These exercises require you to generate plots of various kinds. Images of the plots that you should obtain are also shown.

Part I – geoms and aesthetics

These first few exercises will run through some of the simple principles of creating a ggplot2 object, assigning aesthetics mappings and geoms.

  1. Read in the cleaned patients dataset, patient-data-cleaned.txt, into a new object called patients.

Scatterplots

  1. Generate a scatterplot of BMI versus Weight using the patient dataset and add a colour scale based on the Height variable.

  1. Using an additional geom, add an extra layer of a fit line to the previous plot.

  1. Does the fit in the previous plot look good? Look at the help page for geom_smooth and adjust the method to fit a straight line without standard error bounds.

Boxplots and Violin plots

  1. Generate a boxplot of Score values comparing smokers and non-smokers.

  1. Split the previous boxplot into male and female groups with different colours.

  1. Produce a similar boxplot of Scores but this time group data by Sex and colour the interior of the box (not the outline) by Age. Change this plot to a violin plot.
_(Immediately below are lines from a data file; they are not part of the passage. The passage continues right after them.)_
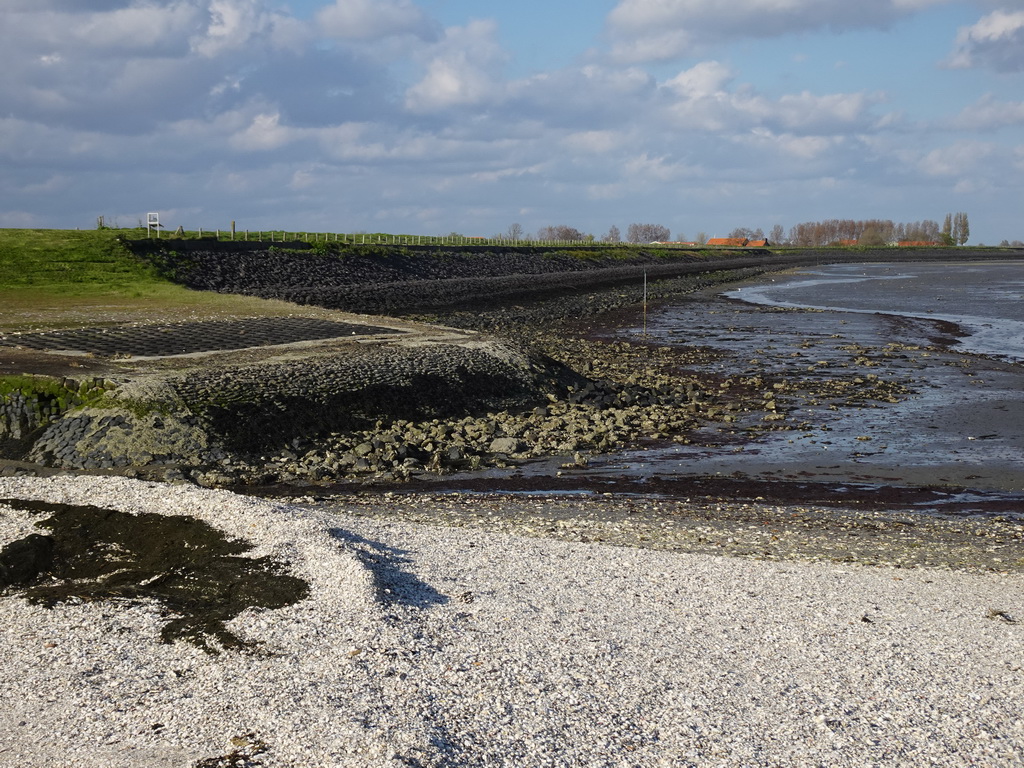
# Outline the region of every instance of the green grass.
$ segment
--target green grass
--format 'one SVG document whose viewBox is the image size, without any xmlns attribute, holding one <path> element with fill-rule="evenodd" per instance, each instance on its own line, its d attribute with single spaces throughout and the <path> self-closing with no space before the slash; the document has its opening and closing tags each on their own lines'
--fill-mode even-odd
<svg viewBox="0 0 1024 768">
<path fill-rule="evenodd" d="M 289 314 L 294 305 L 193 291 L 118 240 L 136 230 L 0 229 L 0 332 Z M 144 233 L 142 236 L 145 236 Z"/>
<path fill-rule="evenodd" d="M 118 242 L 114 230 L 0 229 L 3 291 L 141 293 L 165 283 Z"/>
</svg>

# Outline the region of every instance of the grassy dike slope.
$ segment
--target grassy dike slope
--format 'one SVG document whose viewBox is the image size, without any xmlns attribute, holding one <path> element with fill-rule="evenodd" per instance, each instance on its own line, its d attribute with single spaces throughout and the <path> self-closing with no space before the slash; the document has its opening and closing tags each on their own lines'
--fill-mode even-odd
<svg viewBox="0 0 1024 768">
<path fill-rule="evenodd" d="M 286 314 L 284 302 L 192 291 L 133 256 L 116 230 L 0 229 L 0 333 Z"/>
</svg>

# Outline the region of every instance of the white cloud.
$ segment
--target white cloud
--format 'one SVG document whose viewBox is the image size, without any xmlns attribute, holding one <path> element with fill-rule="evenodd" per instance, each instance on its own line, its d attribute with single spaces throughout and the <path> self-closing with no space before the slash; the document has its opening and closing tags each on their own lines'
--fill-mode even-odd
<svg viewBox="0 0 1024 768">
<path fill-rule="evenodd" d="M 961 28 L 947 63 L 959 69 L 1024 72 L 1024 11 L 993 11 Z"/>
<path fill-rule="evenodd" d="M 563 143 L 574 152 L 603 155 L 621 147 L 626 137 L 618 131 L 578 131 L 565 137 Z"/>
<path fill-rule="evenodd" d="M 307 36 L 295 19 L 268 11 L 264 0 L 205 1 L 208 23 L 191 41 L 203 56 L 243 49 L 256 38 L 268 40 L 270 47 L 295 49 Z"/>
<path fill-rule="evenodd" d="M 985 95 L 953 120 L 959 130 L 987 131 L 1007 126 L 1024 126 L 1024 101 L 997 101 Z"/>
<path fill-rule="evenodd" d="M 201 23 L 202 13 L 192 3 L 146 3 L 88 14 L 67 32 L 79 45 L 108 55 L 116 50 L 159 55 L 182 50 L 182 41 Z M 52 34 L 61 31 L 52 30 Z"/>
<path fill-rule="evenodd" d="M 734 37 L 884 27 L 951 0 L 619 0 L 608 16 L 619 61 L 667 61 Z"/>
<path fill-rule="evenodd" d="M 733 73 L 717 61 L 702 61 L 685 69 L 665 86 L 686 99 L 700 99 L 720 93 L 733 78 Z"/>
<path fill-rule="evenodd" d="M 281 125 L 280 113 L 259 114 L 239 133 L 231 137 L 230 143 L 236 149 L 267 151 L 279 149 L 295 140 L 294 130 Z"/>
<path fill-rule="evenodd" d="M 675 125 L 701 131 L 743 131 L 767 126 L 799 134 L 849 131 L 866 127 L 869 108 L 881 95 L 810 91 L 769 99 L 749 86 L 729 90 L 733 73 L 716 61 L 701 62 L 665 81 L 669 113 Z"/>
<path fill-rule="evenodd" d="M 745 141 L 759 152 L 781 152 L 799 160 L 816 160 L 840 147 L 844 139 L 834 136 L 794 136 L 792 133 L 776 134 L 765 128 L 751 131 Z"/>
<path fill-rule="evenodd" d="M 89 129 L 116 114 L 121 132 L 208 113 L 207 99 L 223 107 L 229 95 L 245 97 L 224 83 L 311 39 L 269 2 L 51 2 L 11 14 L 0 25 L 0 103 L 8 114 Z"/>
<path fill-rule="evenodd" d="M 760 96 L 739 97 L 737 109 L 759 122 L 775 123 L 791 130 L 842 130 L 864 115 L 869 98 L 863 93 L 817 96 L 809 91 L 785 94 L 776 101 Z"/>
<path fill-rule="evenodd" d="M 628 159 L 624 175 L 644 182 L 676 182 L 700 175 L 699 169 L 666 156 L 651 157 L 647 152 Z"/>
<path fill-rule="evenodd" d="M 291 181 L 288 182 L 288 188 L 294 190 L 309 189 L 316 185 L 316 174 L 314 171 L 307 168 L 300 168 L 292 174 Z"/>
<path fill-rule="evenodd" d="M 383 123 L 346 122 L 316 131 L 331 160 L 346 164 L 458 162 L 477 171 L 482 158 L 502 157 L 508 144 L 456 139 Z"/>
<path fill-rule="evenodd" d="M 586 188 L 589 200 L 615 200 L 626 195 L 624 184 L 590 184 Z"/>
<path fill-rule="evenodd" d="M 62 11 L 66 13 L 92 13 L 121 8 L 130 0 L 6 0 L 5 10 Z"/>
<path fill-rule="evenodd" d="M 815 206 L 860 215 L 863 201 L 899 217 L 909 199 L 945 206 L 967 185 L 1020 199 L 1007 171 L 1024 165 L 1024 103 L 1002 83 L 966 100 L 923 83 L 942 94 L 923 119 L 922 98 L 883 111 L 884 78 L 828 92 L 813 55 L 790 61 L 798 46 L 757 74 L 727 46 L 667 74 L 643 64 L 740 36 L 814 31 L 817 44 L 945 0 L 620 0 L 608 19 L 618 61 L 566 30 L 557 68 L 532 58 L 543 36 L 521 43 L 492 21 L 443 29 L 426 0 L 303 0 L 301 19 L 287 1 L 0 0 L 0 222 L 31 210 L 39 225 L 134 221 L 158 194 L 153 210 L 206 227 L 488 234 L 565 221 L 600 233 L 649 218 L 710 231 L 741 201 L 756 218 L 761 198 L 803 219 Z M 962 31 L 962 62 L 1009 69 L 1015 18 Z M 820 66 L 838 58 L 844 82 L 863 74 L 847 52 Z M 767 69 L 776 61 L 784 69 Z M 510 79 L 512 67 L 530 74 Z"/>
<path fill-rule="evenodd" d="M 507 179 L 515 179 L 520 176 L 536 175 L 542 170 L 541 165 L 533 165 L 528 168 L 499 168 L 494 171 L 477 171 L 470 174 L 469 178 L 485 184 L 494 184 Z"/>
<path fill-rule="evenodd" d="M 6 10 L 6 8 L 5 8 Z M 73 10 L 45 7 L 15 11 L 0 27 L 4 47 L 0 56 L 25 49 L 40 55 L 73 60 L 83 52 L 104 57 L 133 53 L 165 56 L 188 50 L 188 37 L 203 28 L 203 13 L 196 3 L 129 3 L 92 9 L 83 4 Z"/>
<path fill-rule="evenodd" d="M 385 131 L 370 123 L 342 123 L 325 128 L 320 132 L 320 145 L 335 160 L 347 162 L 371 162 L 386 159 L 391 152 L 377 137 Z M 369 139 L 368 137 L 373 137 Z"/>
<path fill-rule="evenodd" d="M 316 15 L 319 29 L 338 40 L 414 35 L 431 40 L 436 25 L 411 0 L 335 0 Z"/>
<path fill-rule="evenodd" d="M 980 141 L 959 141 L 934 149 L 918 163 L 929 176 L 981 176 L 982 163 L 996 152 L 996 146 Z"/>
<path fill-rule="evenodd" d="M 405 94 L 405 106 L 413 112 L 493 102 L 502 95 L 500 69 L 507 56 L 493 21 L 450 27 L 426 58 L 426 75 Z"/>
</svg>

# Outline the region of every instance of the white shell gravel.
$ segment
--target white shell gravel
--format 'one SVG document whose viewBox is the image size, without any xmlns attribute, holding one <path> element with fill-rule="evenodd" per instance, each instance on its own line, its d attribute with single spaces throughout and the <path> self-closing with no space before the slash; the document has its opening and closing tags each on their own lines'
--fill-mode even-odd
<svg viewBox="0 0 1024 768">
<path fill-rule="evenodd" d="M 765 563 L 331 515 L 120 478 L 310 596 L 163 644 L 156 605 L 0 596 L 0 767 L 1019 765 L 1024 577 Z M 383 502 L 382 502 L 383 503 Z M 0 545 L 32 530 L 0 507 Z"/>
</svg>

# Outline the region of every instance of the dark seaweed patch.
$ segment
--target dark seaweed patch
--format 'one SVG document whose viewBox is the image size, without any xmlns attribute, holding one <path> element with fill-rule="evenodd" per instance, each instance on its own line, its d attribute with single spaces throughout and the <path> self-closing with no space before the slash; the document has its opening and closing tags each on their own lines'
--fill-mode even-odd
<svg viewBox="0 0 1024 768">
<path fill-rule="evenodd" d="M 0 551 L 0 588 L 52 608 L 75 600 L 157 600 L 168 618 L 164 642 L 185 640 L 210 653 L 249 644 L 226 622 L 247 608 L 282 608 L 309 585 L 268 557 L 247 558 L 252 545 L 228 539 L 202 520 L 138 515 L 91 505 L 2 499 L 50 516 Z"/>
</svg>

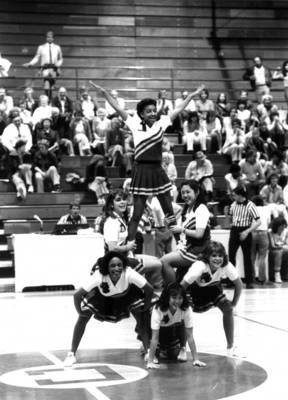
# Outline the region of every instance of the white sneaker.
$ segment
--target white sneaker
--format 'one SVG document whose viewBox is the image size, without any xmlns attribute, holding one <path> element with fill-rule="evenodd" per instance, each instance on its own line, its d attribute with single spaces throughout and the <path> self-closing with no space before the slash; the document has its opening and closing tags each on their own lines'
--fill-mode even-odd
<svg viewBox="0 0 288 400">
<path fill-rule="evenodd" d="M 28 186 L 28 193 L 34 193 L 34 188 L 32 185 Z"/>
<path fill-rule="evenodd" d="M 282 283 L 280 272 L 275 272 L 275 283 Z"/>
<path fill-rule="evenodd" d="M 149 351 L 147 351 L 147 353 L 146 353 L 145 356 L 144 356 L 144 361 L 145 361 L 145 362 L 148 362 L 148 360 L 149 360 Z M 154 363 L 154 364 L 159 364 L 159 360 L 158 360 L 157 357 L 154 357 L 154 358 L 153 358 L 153 363 Z"/>
<path fill-rule="evenodd" d="M 178 360 L 178 361 L 182 361 L 182 362 L 187 361 L 187 352 L 186 352 L 186 349 L 184 349 L 183 347 L 182 347 L 182 349 L 179 351 L 179 354 L 178 354 L 178 356 L 177 356 L 177 360 Z"/>
<path fill-rule="evenodd" d="M 69 353 L 67 354 L 63 365 L 64 367 L 72 367 L 73 364 L 75 364 L 77 362 L 75 354 L 72 351 L 69 351 Z"/>
</svg>

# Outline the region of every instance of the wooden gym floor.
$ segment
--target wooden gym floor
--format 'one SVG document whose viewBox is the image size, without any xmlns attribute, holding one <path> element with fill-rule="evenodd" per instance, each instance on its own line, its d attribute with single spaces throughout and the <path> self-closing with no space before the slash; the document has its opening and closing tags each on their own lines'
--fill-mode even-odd
<svg viewBox="0 0 288 400">
<path fill-rule="evenodd" d="M 231 296 L 231 292 L 227 292 Z M 235 310 L 238 353 L 228 358 L 220 312 L 194 314 L 207 367 L 145 368 L 134 320 L 90 321 L 78 364 L 63 369 L 76 312 L 72 292 L 0 295 L 1 400 L 287 400 L 288 288 L 244 290 Z M 190 357 L 190 354 L 189 354 Z"/>
</svg>

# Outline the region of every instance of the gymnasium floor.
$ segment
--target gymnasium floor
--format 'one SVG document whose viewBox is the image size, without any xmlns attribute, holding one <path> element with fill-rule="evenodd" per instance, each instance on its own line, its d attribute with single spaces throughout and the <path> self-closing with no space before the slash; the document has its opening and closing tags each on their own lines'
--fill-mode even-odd
<svg viewBox="0 0 288 400">
<path fill-rule="evenodd" d="M 72 292 L 5 293 L 0 302 L 1 400 L 288 398 L 287 287 L 243 291 L 235 333 L 246 358 L 225 356 L 218 310 L 194 314 L 203 369 L 188 361 L 147 371 L 131 318 L 115 325 L 91 321 L 79 363 L 64 370 L 76 319 Z"/>
</svg>

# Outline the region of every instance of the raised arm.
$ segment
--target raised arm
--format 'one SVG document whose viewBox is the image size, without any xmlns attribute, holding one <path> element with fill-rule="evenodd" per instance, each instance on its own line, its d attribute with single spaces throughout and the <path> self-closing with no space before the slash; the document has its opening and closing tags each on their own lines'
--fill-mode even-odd
<svg viewBox="0 0 288 400">
<path fill-rule="evenodd" d="M 194 92 L 190 93 L 185 100 L 182 101 L 175 109 L 172 111 L 170 115 L 171 121 L 174 121 L 174 119 L 177 117 L 178 114 L 180 114 L 190 103 L 190 101 L 197 96 L 202 90 L 205 88 L 204 85 L 199 86 L 198 89 L 196 89 Z"/>
<path fill-rule="evenodd" d="M 121 116 L 123 121 L 126 121 L 128 118 L 128 113 L 119 106 L 117 101 L 113 99 L 113 97 L 110 95 L 110 93 L 103 87 L 96 85 L 94 82 L 89 81 L 90 85 L 93 86 L 110 104 L 111 107 L 114 108 L 115 111 Z"/>
</svg>

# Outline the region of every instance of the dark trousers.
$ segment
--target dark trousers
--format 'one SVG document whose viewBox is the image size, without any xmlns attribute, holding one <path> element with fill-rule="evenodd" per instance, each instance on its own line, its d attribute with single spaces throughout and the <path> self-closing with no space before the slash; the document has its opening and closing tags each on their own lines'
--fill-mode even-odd
<svg viewBox="0 0 288 400">
<path fill-rule="evenodd" d="M 247 227 L 231 227 L 230 231 L 230 236 L 229 236 L 229 244 L 228 244 L 228 255 L 229 255 L 229 261 L 236 266 L 236 253 L 241 246 L 242 252 L 243 252 L 243 258 L 244 258 L 244 272 L 245 272 L 245 278 L 246 278 L 246 283 L 252 283 L 253 282 L 253 265 L 252 265 L 252 259 L 251 259 L 251 253 L 252 253 L 252 235 L 249 233 L 247 238 L 245 240 L 240 240 L 240 232 L 245 231 Z"/>
</svg>

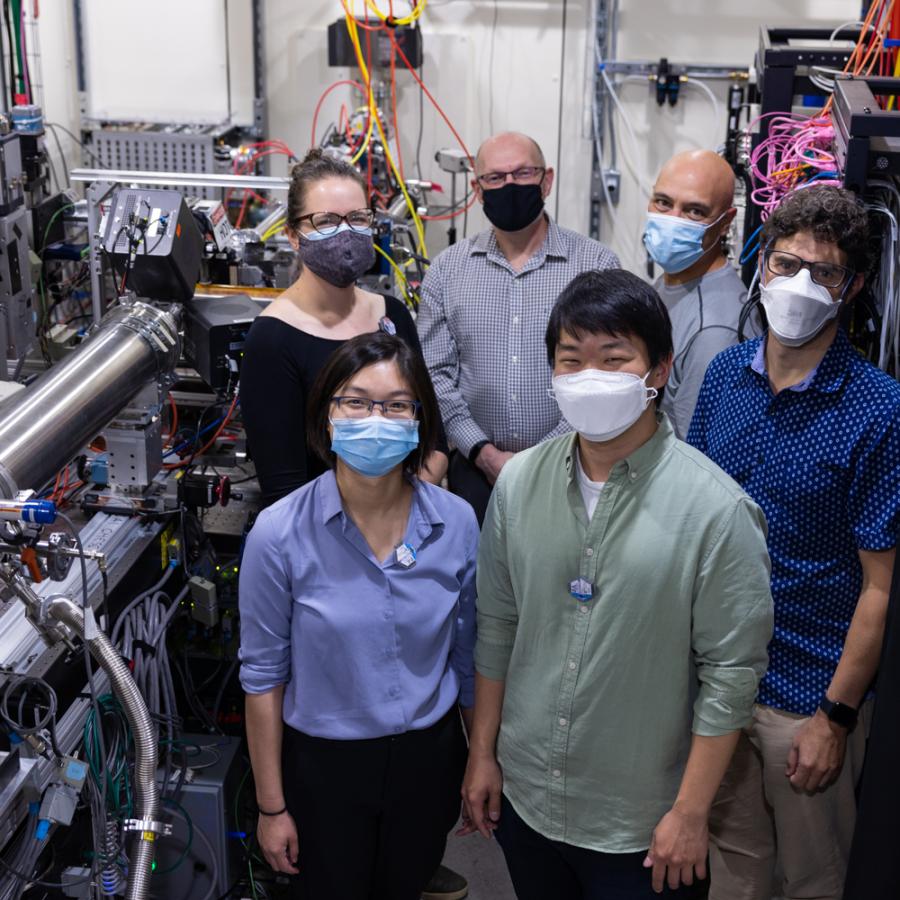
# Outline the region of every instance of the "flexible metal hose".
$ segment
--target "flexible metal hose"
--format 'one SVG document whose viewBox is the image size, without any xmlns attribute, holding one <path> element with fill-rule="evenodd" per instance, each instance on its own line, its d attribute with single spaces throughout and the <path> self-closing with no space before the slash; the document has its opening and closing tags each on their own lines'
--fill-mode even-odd
<svg viewBox="0 0 900 900">
<path fill-rule="evenodd" d="M 64 622 L 78 634 L 84 634 L 84 616 L 81 608 L 68 597 L 53 597 L 49 613 L 53 619 Z M 98 631 L 96 637 L 87 641 L 87 645 L 91 655 L 109 677 L 113 692 L 131 726 L 135 749 L 135 818 L 156 821 L 159 815 L 156 730 L 150 719 L 147 704 L 122 658 L 102 631 Z M 136 832 L 128 866 L 126 900 L 146 900 L 150 892 L 154 846 L 154 840 L 147 840 L 145 832 Z"/>
</svg>

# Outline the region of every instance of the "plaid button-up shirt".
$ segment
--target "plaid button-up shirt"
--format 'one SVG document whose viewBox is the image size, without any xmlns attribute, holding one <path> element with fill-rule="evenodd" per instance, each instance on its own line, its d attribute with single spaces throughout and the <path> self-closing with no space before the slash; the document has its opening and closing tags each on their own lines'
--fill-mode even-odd
<svg viewBox="0 0 900 900">
<path fill-rule="evenodd" d="M 618 265 L 602 244 L 552 220 L 518 272 L 493 229 L 438 254 L 418 328 L 447 437 L 461 453 L 484 440 L 518 452 L 569 430 L 547 392 L 547 320 L 576 275 Z"/>
</svg>

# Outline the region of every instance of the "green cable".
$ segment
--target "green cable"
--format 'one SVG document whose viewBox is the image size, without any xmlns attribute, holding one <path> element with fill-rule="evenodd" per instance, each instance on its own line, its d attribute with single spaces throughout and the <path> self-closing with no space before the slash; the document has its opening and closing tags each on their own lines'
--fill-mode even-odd
<svg viewBox="0 0 900 900">
<path fill-rule="evenodd" d="M 44 229 L 44 238 L 41 241 L 41 252 L 38 256 L 41 258 L 41 274 L 38 278 L 38 290 L 41 295 L 41 322 L 38 328 L 39 332 L 43 332 L 44 328 L 47 325 L 47 317 L 50 315 L 50 310 L 47 308 L 47 298 L 44 294 L 44 253 L 47 250 L 47 237 L 50 234 L 50 229 L 53 227 L 53 223 L 67 210 L 67 209 L 75 209 L 74 203 L 66 203 L 64 206 L 61 206 L 52 216 L 50 216 L 49 221 L 47 222 L 47 227 Z"/>
<path fill-rule="evenodd" d="M 22 65 L 22 4 L 21 0 L 11 0 L 11 17 L 13 35 L 16 41 L 16 60 L 19 63 L 19 74 L 16 80 L 19 82 L 19 93 L 25 93 L 25 67 Z M 12 47 L 9 50 L 12 53 Z"/>
</svg>

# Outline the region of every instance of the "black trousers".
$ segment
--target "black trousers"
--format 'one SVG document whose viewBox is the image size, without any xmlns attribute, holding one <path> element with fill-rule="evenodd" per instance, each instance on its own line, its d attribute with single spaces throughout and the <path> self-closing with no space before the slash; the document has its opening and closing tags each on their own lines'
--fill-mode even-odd
<svg viewBox="0 0 900 900">
<path fill-rule="evenodd" d="M 447 487 L 457 497 L 468 501 L 478 519 L 478 527 L 484 524 L 493 487 L 484 477 L 484 472 L 473 466 L 459 450 L 450 452 L 450 464 L 447 468 Z"/>
<path fill-rule="evenodd" d="M 396 737 L 335 741 L 285 725 L 284 792 L 302 900 L 419 900 L 459 816 L 466 742 L 454 706 Z"/>
<path fill-rule="evenodd" d="M 527 825 L 505 796 L 494 834 L 519 900 L 699 900 L 707 895 L 708 881 L 677 891 L 666 885 L 661 894 L 654 893 L 651 870 L 643 867 L 646 851 L 600 853 L 551 841 Z"/>
</svg>

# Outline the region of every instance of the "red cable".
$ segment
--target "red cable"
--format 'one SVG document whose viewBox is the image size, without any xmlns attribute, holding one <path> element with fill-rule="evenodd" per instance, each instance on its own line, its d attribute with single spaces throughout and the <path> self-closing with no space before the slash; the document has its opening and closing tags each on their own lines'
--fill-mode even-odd
<svg viewBox="0 0 900 900">
<path fill-rule="evenodd" d="M 322 104 L 325 102 L 325 98 L 336 88 L 340 87 L 342 84 L 351 84 L 357 90 L 362 91 L 365 95 L 366 99 L 369 97 L 369 92 L 366 88 L 361 85 L 358 81 L 353 81 L 351 78 L 342 78 L 340 81 L 335 81 L 334 84 L 330 84 L 327 88 L 325 88 L 322 96 L 319 97 L 319 102 L 316 104 L 316 110 L 313 113 L 313 122 L 312 122 L 312 140 L 310 141 L 310 147 L 316 146 L 316 125 L 319 119 L 319 112 L 322 109 Z"/>
<path fill-rule="evenodd" d="M 391 17 L 394 11 L 391 10 Z M 406 176 L 403 174 L 403 151 L 400 149 L 400 126 L 397 124 L 397 52 L 393 37 L 391 38 L 391 106 L 394 114 L 394 145 L 397 148 L 397 170 L 400 172 L 400 180 L 406 184 Z"/>
<path fill-rule="evenodd" d="M 171 391 L 169 391 L 169 408 L 172 410 L 172 420 L 169 422 L 169 433 L 166 435 L 167 441 L 171 441 L 175 437 L 175 432 L 178 431 L 178 407 L 175 405 L 175 398 L 172 396 Z"/>
<path fill-rule="evenodd" d="M 216 429 L 215 434 L 199 450 L 195 451 L 187 459 L 182 460 L 181 462 L 163 463 L 163 468 L 164 469 L 178 469 L 181 466 L 188 465 L 188 463 L 192 462 L 195 457 L 202 456 L 204 453 L 206 453 L 206 451 L 209 450 L 209 448 L 212 447 L 212 445 L 215 444 L 215 442 L 219 439 L 219 435 L 225 430 L 225 426 L 228 425 L 228 420 L 234 415 L 234 409 L 237 406 L 237 402 L 238 402 L 238 395 L 235 394 L 234 399 L 231 401 L 231 406 L 228 407 L 228 412 L 225 413 L 225 418 L 222 419 L 222 422 L 219 425 L 219 427 Z"/>
<path fill-rule="evenodd" d="M 466 146 L 466 142 L 459 136 L 459 132 L 453 127 L 453 123 L 447 118 L 447 114 L 444 112 L 443 109 L 441 109 L 441 105 L 437 102 L 437 100 L 434 99 L 434 97 L 431 96 L 431 91 L 429 91 L 428 88 L 425 87 L 425 83 L 422 81 L 421 78 L 419 78 L 418 74 L 416 73 L 416 70 L 413 68 L 410 61 L 406 58 L 406 54 L 403 52 L 403 48 L 397 43 L 397 39 L 396 39 L 396 37 L 394 37 L 393 31 L 390 31 L 389 35 L 391 38 L 391 44 L 397 50 L 397 53 L 399 54 L 400 59 L 403 60 L 403 64 L 406 66 L 407 69 L 409 69 L 410 74 L 412 75 L 413 78 L 415 78 L 416 83 L 425 92 L 425 96 L 429 99 L 429 101 L 431 102 L 431 105 L 438 111 L 441 118 L 447 123 L 447 127 L 450 129 L 450 131 L 453 132 L 453 137 L 455 137 L 456 140 L 458 141 L 459 146 L 462 148 L 463 152 L 469 158 L 469 163 L 472 165 L 472 168 L 474 169 L 475 161 L 472 159 L 472 154 L 469 153 L 469 148 Z"/>
</svg>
Note: Having loaded the data using read_tsv, the Age column has been set to dbl (short for double, a numeric vector type) as it only contains numbers. This makes it a continuous variable. In order to split the boxplot by age and colour each one according to Age, it is necessary to change age to be a categorical variable. We can do this by changing the Age column into a different vector type: a factor.

Histogram and Density plots

  1. Generate a histogram of BMIs with each bar coloured blue, choosing a suitable bin width.

  1. Instead of a histogram, generate a density plot of BMI

  1. Generate density plots of BMIs coloured by Sex.

Hint: alpha can be used to control transparency.

Part II - facets

In this next part you will create plots with faceting. First check that the cleaned patients dataset has been read in and is available as a data frame in your current session. If you haven’t done so, convert the Age variable to a factor.

  1. Using the patient dataset generate a scatterplot of BMI versus Weight, add a colour scale to the scatterplot based on the Height variable, and split the plot into a grid of plots separated by Smoking status and Sex.

  1. Generate a boxplot of BMIs comparing smokers and non-smokers, colour boxplot by Sex, and include a separate facet for people of different age.

  1. Produce a similar boxplot of BMIs but this time group data by Sex, colour by Age and facet by Smoking status.

Part III – scales and themes

In these exercises we look at adjusting the scales and themes of our plots.

Check that the cleaned patients dataset has been read in and is available as a data frame in your current session. Check also that the Age variable is a factor.

Scales

  1. Generate a scatterplot of BMI versus Weight from the patients dataset.

  1. Starting from the previous plot, adjust the BMI axis to show only labels for 20, 30, 40 and the weight axis to show breaks for 60 to 100 in steps of 5, adding the units (kilograms) to the axis label.

  1. Create a violin plot of BMI by Age where violins are filled using a sequential colour palette.

  1. Create a scatterplot of BMI versus Weight and add a continuous colour scale for the height. Make the colour scale with a midpoint (set to mean point) colour of grey and extremes of green (low) and red (high).

Themes

  1. Recreate the scatterplot of BMI by weight this time colouring by age group and add a straight line fit (but no standard error/confidence intervals) for each age group.

  1. Remove the legend title from the previous plot, change the background colours of legend keys to white and place the legend at the bottom of the plot.

  1. Add a title to the plot and remove the minor grid lines. Save the plot to a 7 by 7 inch image file.